А такой сильной руки, суда правого, преуспеяния во всяком деле не будет, не может быть, пока всякие бесшабашные головы хозяйничают. Довольно бабьего царства, довольно позору!.. Пора сестре, нашей лютой злодейке, в монастырь: пускай там грехи свои замаливает. Пора бунтовщиков на плаху… И не останавливай меня, князь, – никого не послушаю! Я знаю, что творю… Я покажу, что есть царь в Русском государстве, и что он не баба! Много работы, страшно много работы, так нужно прежде расчистить дорогу, чтоб не споткнуться…
И Петр с вдохновенным и грозным лицом ушел от князя Бориса.
Голицин долго стоял, опустив голову. Он понял, что теперь у Русского государства, действительно, есть царь.
Теперь оставалось только одно: спасать невинных, а виновным не избежать страшной кары…
В ненастный осенний день к Новодевичьему монастырю подъехала тяжелая царская карета. Из кареты, поддерживаемая двумя младшими сестрами, вышла царевна Софья.
В худой, бледной, закутанной в черную одежду женщине трудно было узнать красавицу правительницу. Светлые глаза ее окончательно потухли; стан сгорбился; в лице и во всей фигуре уже не было того горделивого величия, которым она всегда поражала.
Под страшным неотвратимым ударом приникла и смирилась царевна. Теперь она знала, что уж никто и ничто на всем свете ей помочь не может.
Младший брат приказал ей покинуть Кремль, перебраться в Девичий монастырь, и она спешила исполнить это требование добровольно, чтоб не повезли ее силою с великим срамом. Ее участь была ясна; ее имя должно было присоединиться к длинному списку цариц и царевен русских, кончивших дни свои в монастырских кельях, в темной доле инокинь. Монахини, заранее предупрежденные и вышедшие встретить царевну, провели ее в назначенное для нее помещение и с глубокими поклонами удалились.
Софья огляделась: темно, тесно, непривычно…
Она сняла с себя шубку, села на низенькую, обитую черным сукном скамейку и горько задумалась.
Сестры стояли перед нею заплаканные и взволнованные, не знали, что сказать, что делать.
– Уезжайте, – проговорила Софья, – что уж тут!.. Бог даст, не совсем разлучат нас – позволят вам со мною видаться; а теперь уезжайте, не то еще как-нибудь и вас запутают. Я устала, лягу, заснуть постараюсь.
Царевны кинулись к сестре, заливаясь слезами, целовали ее руки.
Ей было это тяжело, и она поспешила проститься с ними.
Оставшись одна, Софья, не раздеваясь, легла в постель, ей приготовленную, но ни заснуть, ни отдохнуть она не могла.
Много еще пройдет времени, прежде чем она будет в состоянии отогнать от себя страшные мысли, которые ни на минуту не дают ей покоя.

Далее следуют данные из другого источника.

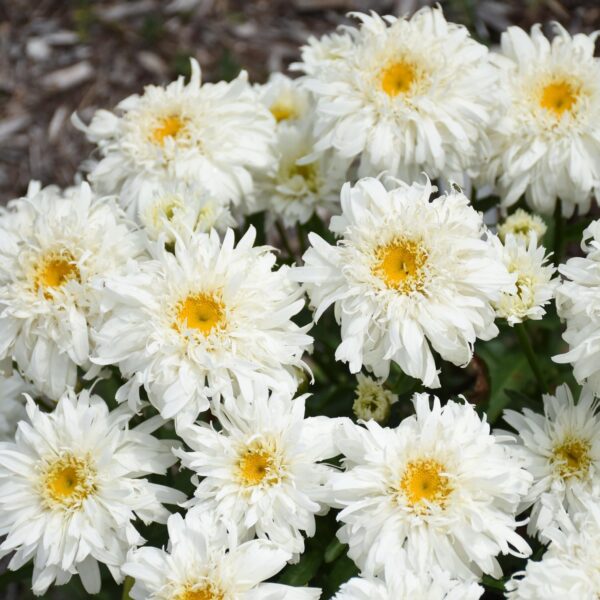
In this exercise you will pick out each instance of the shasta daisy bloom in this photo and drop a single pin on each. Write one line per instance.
(263, 469)
(173, 208)
(410, 95)
(12, 401)
(522, 224)
(72, 483)
(569, 568)
(577, 303)
(402, 582)
(300, 185)
(57, 253)
(546, 141)
(286, 99)
(409, 275)
(203, 322)
(535, 282)
(439, 486)
(561, 449)
(372, 401)
(206, 560)
(202, 134)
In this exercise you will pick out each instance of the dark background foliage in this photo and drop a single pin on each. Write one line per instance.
(61, 56)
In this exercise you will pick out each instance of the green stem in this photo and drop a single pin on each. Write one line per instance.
(559, 233)
(283, 237)
(527, 348)
(127, 585)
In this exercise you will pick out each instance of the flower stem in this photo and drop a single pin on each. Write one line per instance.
(559, 233)
(527, 348)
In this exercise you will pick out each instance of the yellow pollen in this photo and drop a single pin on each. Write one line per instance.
(68, 481)
(283, 111)
(170, 126)
(202, 312)
(558, 97)
(423, 482)
(54, 271)
(400, 265)
(572, 458)
(398, 78)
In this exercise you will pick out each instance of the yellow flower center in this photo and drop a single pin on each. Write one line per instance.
(207, 592)
(572, 458)
(170, 126)
(257, 464)
(54, 271)
(423, 483)
(558, 97)
(283, 111)
(202, 312)
(398, 78)
(399, 265)
(68, 481)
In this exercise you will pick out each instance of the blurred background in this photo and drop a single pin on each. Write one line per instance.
(61, 56)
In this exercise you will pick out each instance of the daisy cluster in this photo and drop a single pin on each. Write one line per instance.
(260, 349)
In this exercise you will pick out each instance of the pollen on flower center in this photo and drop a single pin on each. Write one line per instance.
(54, 271)
(559, 97)
(423, 482)
(68, 481)
(202, 312)
(571, 458)
(257, 465)
(170, 126)
(399, 265)
(398, 78)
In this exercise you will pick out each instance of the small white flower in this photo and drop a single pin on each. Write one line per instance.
(578, 303)
(372, 401)
(439, 486)
(207, 561)
(71, 485)
(522, 224)
(402, 582)
(546, 141)
(57, 251)
(409, 275)
(569, 568)
(561, 449)
(202, 134)
(203, 322)
(407, 95)
(262, 470)
(535, 285)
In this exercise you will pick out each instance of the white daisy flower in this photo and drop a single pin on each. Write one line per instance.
(71, 485)
(206, 560)
(286, 99)
(577, 303)
(402, 582)
(262, 469)
(535, 284)
(202, 134)
(440, 486)
(300, 185)
(174, 209)
(372, 401)
(522, 224)
(561, 449)
(546, 141)
(58, 251)
(569, 568)
(410, 95)
(12, 400)
(202, 322)
(409, 275)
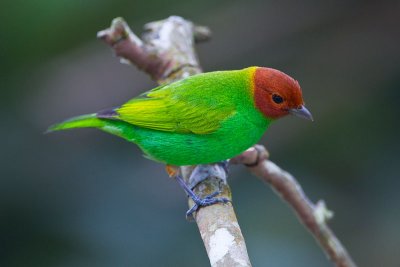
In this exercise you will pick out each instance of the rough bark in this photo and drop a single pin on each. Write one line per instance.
(313, 217)
(166, 52)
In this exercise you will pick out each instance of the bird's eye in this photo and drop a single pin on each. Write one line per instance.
(277, 99)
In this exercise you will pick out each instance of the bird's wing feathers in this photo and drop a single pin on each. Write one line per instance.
(175, 109)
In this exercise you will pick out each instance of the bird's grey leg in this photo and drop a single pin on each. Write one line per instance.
(202, 172)
(199, 202)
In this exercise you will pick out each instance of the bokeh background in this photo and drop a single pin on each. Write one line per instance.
(84, 198)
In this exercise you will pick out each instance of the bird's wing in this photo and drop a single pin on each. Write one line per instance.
(175, 109)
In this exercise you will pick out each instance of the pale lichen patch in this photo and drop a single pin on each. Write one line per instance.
(220, 243)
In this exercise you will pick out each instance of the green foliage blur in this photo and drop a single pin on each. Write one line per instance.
(84, 198)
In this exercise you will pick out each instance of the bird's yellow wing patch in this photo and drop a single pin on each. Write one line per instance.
(164, 110)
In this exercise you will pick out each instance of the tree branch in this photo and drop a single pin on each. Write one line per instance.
(313, 217)
(166, 52)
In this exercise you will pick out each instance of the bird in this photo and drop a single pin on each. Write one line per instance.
(205, 118)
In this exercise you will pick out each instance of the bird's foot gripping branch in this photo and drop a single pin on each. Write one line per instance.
(204, 130)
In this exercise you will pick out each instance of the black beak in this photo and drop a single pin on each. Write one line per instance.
(301, 112)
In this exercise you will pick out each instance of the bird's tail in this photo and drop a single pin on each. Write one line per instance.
(83, 121)
(97, 120)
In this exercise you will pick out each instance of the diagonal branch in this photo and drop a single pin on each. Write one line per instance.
(314, 217)
(166, 52)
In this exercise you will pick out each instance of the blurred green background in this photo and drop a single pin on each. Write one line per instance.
(84, 198)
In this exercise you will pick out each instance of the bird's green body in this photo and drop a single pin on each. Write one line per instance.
(201, 119)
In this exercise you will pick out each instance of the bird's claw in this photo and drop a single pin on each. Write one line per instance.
(203, 202)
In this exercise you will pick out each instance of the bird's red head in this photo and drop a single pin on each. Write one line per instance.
(277, 94)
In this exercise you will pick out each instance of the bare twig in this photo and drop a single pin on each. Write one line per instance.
(314, 217)
(166, 52)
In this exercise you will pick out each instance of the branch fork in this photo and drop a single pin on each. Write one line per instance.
(166, 52)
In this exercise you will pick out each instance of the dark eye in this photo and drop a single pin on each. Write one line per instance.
(277, 99)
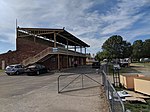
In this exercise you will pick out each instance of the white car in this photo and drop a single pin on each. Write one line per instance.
(14, 69)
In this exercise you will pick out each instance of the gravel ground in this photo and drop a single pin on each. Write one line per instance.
(39, 94)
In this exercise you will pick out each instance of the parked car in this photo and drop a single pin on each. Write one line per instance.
(96, 64)
(36, 69)
(14, 69)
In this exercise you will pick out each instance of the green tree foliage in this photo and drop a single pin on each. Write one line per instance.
(116, 47)
(138, 49)
(146, 48)
(101, 55)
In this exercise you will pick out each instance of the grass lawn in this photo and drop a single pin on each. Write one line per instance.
(1, 70)
(137, 107)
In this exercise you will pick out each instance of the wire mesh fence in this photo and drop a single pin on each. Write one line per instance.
(116, 104)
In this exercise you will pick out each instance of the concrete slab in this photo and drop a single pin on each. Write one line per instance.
(39, 94)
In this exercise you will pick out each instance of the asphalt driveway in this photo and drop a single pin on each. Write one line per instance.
(39, 94)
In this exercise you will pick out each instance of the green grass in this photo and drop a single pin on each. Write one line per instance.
(143, 64)
(138, 107)
(1, 70)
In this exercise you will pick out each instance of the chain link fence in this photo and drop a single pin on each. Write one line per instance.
(116, 104)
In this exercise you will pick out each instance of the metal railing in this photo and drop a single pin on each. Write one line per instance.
(116, 104)
(50, 50)
(64, 81)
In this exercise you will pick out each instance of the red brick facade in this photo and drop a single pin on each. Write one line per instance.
(29, 46)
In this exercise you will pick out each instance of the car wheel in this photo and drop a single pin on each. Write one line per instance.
(17, 73)
(38, 72)
(9, 74)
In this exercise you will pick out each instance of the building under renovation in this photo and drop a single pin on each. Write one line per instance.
(54, 48)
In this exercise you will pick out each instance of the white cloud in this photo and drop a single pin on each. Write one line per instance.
(73, 15)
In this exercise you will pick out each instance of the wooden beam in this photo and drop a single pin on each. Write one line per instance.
(55, 40)
(58, 62)
(67, 38)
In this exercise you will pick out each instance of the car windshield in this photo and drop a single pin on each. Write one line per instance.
(32, 66)
(11, 66)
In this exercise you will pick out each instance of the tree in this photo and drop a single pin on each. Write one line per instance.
(137, 51)
(101, 55)
(146, 48)
(117, 47)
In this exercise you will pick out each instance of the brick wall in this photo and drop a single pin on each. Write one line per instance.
(25, 49)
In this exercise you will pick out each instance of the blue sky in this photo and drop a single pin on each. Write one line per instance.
(93, 21)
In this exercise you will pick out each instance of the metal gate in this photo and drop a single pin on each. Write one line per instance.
(72, 82)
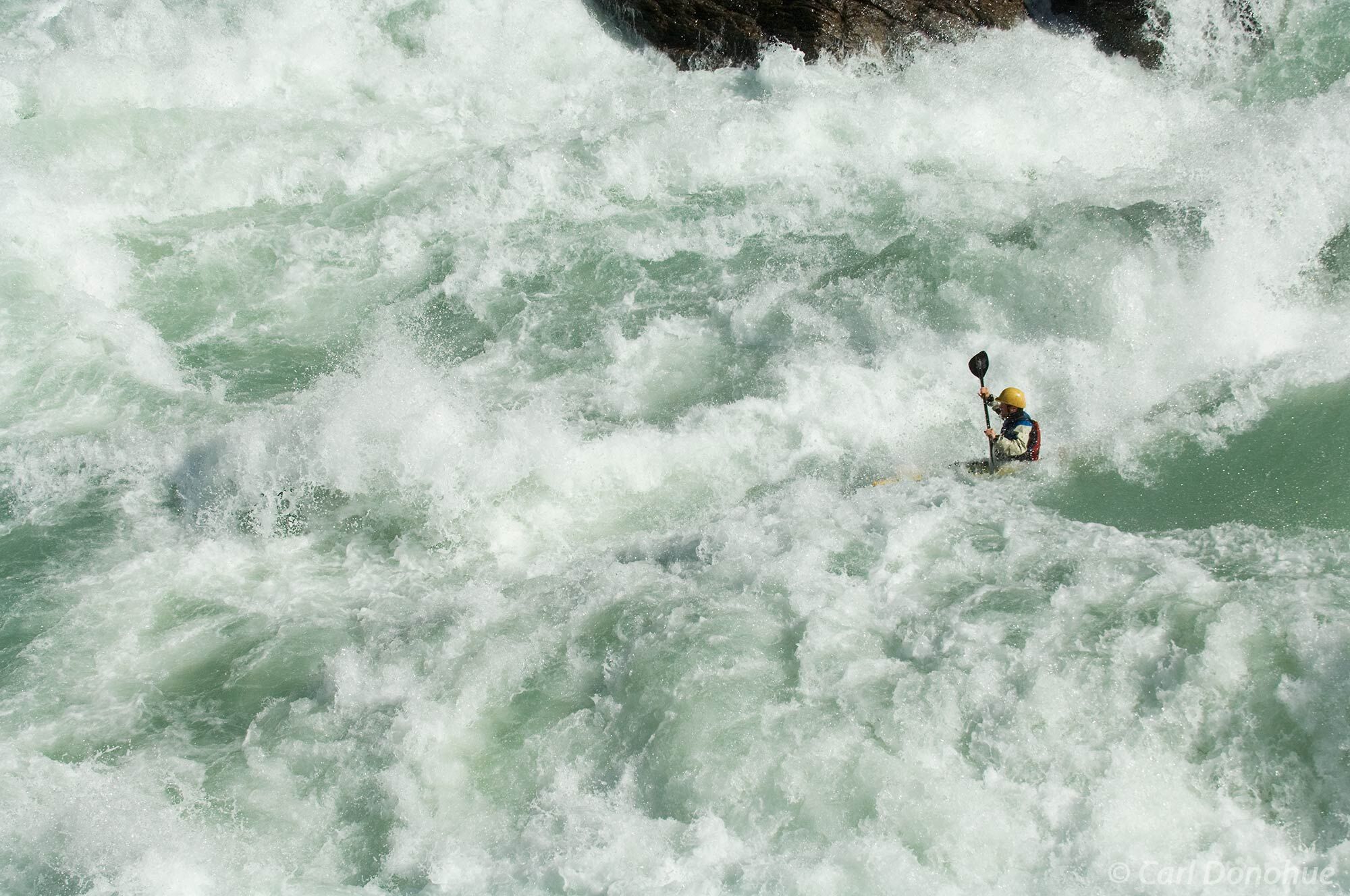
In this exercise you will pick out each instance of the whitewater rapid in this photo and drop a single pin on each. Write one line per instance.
(437, 441)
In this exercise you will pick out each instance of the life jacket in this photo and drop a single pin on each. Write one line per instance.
(1033, 445)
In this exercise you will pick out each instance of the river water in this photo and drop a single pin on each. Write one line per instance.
(437, 441)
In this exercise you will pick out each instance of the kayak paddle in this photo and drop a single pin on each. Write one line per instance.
(979, 366)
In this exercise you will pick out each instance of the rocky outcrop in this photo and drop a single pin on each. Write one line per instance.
(718, 33)
(1129, 28)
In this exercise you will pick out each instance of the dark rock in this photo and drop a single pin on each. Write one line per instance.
(1129, 28)
(718, 33)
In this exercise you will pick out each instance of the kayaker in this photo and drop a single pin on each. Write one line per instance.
(1021, 437)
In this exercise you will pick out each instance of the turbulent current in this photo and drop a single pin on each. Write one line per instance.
(437, 446)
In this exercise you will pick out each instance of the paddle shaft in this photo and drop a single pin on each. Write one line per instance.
(988, 426)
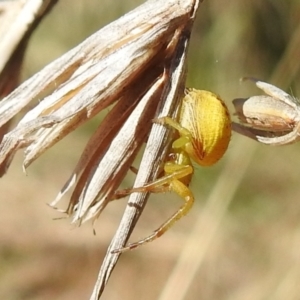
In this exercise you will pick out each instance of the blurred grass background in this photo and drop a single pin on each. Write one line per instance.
(248, 205)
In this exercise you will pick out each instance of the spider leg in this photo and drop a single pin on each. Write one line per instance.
(173, 183)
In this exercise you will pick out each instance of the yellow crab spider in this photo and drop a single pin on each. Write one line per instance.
(204, 131)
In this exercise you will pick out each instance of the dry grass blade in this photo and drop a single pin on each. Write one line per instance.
(93, 75)
(153, 156)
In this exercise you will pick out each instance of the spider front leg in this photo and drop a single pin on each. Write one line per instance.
(178, 173)
(170, 182)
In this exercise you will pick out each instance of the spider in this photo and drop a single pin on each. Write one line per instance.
(204, 131)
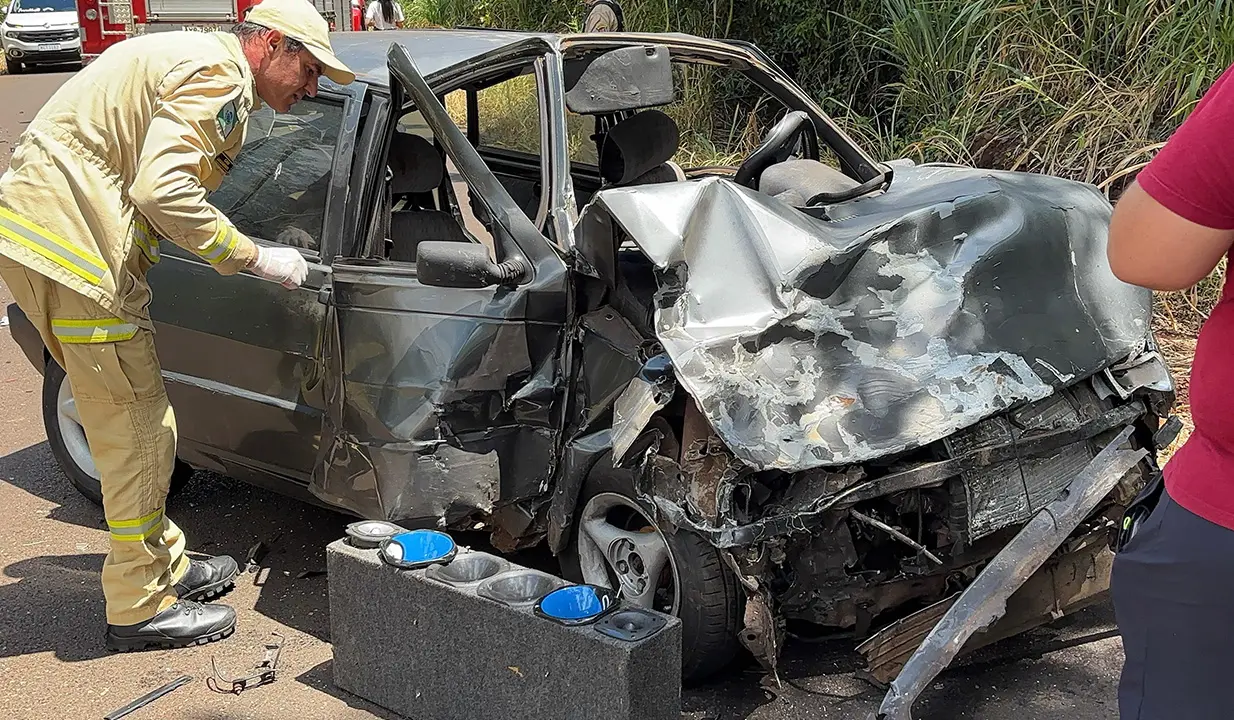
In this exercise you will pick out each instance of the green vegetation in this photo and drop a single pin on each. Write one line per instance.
(1085, 89)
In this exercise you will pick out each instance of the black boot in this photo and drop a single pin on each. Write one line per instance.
(207, 578)
(182, 625)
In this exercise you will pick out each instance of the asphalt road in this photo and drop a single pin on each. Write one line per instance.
(52, 545)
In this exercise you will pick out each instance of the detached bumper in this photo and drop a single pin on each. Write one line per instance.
(984, 602)
(26, 336)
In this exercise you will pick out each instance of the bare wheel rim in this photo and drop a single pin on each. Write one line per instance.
(72, 431)
(621, 548)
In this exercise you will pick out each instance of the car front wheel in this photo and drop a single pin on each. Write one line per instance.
(616, 544)
(68, 442)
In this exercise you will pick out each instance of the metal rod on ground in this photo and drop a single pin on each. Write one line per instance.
(985, 600)
(895, 534)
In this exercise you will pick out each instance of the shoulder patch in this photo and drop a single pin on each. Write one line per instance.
(227, 119)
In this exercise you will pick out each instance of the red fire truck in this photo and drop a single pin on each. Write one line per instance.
(105, 22)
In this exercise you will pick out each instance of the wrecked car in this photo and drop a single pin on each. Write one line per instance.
(780, 389)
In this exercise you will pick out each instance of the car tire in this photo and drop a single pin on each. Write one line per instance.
(67, 439)
(711, 602)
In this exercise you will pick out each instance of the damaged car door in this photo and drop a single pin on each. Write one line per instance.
(442, 355)
(248, 380)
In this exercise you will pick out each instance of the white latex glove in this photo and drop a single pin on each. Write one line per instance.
(281, 264)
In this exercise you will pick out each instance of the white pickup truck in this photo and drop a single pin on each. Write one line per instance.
(40, 32)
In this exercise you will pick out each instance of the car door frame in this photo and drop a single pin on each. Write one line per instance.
(201, 446)
(364, 466)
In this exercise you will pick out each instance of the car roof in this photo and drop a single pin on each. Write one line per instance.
(433, 50)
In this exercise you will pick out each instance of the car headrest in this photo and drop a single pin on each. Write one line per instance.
(638, 145)
(415, 163)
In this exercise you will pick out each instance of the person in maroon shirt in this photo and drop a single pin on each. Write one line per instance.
(1174, 581)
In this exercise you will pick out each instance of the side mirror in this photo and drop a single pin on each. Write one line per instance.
(464, 264)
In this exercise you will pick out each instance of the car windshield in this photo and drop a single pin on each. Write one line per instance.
(43, 6)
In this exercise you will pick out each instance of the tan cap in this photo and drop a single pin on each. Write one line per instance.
(300, 20)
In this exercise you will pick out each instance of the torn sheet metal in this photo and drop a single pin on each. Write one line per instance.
(882, 324)
(985, 600)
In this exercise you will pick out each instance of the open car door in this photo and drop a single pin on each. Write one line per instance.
(442, 374)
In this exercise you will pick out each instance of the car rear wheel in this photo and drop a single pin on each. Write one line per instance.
(616, 544)
(68, 442)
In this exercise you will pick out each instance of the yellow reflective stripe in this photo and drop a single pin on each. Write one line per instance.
(222, 245)
(137, 530)
(147, 241)
(83, 264)
(86, 331)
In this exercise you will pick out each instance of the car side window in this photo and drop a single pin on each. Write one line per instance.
(278, 185)
(509, 115)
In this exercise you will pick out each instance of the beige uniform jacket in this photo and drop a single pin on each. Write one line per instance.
(131, 143)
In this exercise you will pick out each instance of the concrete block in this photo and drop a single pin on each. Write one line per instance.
(462, 641)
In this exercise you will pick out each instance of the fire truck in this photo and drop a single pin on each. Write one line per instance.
(105, 22)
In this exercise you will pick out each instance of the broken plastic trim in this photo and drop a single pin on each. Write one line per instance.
(985, 600)
(645, 395)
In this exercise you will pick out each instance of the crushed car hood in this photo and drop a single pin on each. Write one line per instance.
(882, 324)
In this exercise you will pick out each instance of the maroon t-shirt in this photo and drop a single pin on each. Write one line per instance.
(1193, 177)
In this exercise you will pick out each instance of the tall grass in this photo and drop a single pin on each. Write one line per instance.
(1086, 89)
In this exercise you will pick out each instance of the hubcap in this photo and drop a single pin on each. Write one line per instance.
(621, 548)
(72, 430)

Страшно царевне. Ей все мерещатся разные ужасы. Она знает о казни Шакловитого и многих других стрельцов, ей преданных. Она знает о том, что князь Василий Васильевич отправлен в далекое, тяжкое изгнанье. Не пришел он к Троице, когда его звали, остался верен своему княжескому слову, явился только тогда, когда его на суд потребовали.
Суд над ним был строгий, и Шакловитый с пытки многое возводил на него, немало и других нашлось доносчиков. Обвинили князя и в том, что он сожалел, что царицу Наталью Кирилловну не убили в 82 году, и в том, что водился с колдунами разными, и в том, что удалился от Перекопа, подкупленный ханом.
Князь Борис и многие из приближенных Петра всячески старались выгородить Василия Васильевича, но это было дело трудное – много у него врагов было. Царь лишил его всех званий и послал в далекую ссылку.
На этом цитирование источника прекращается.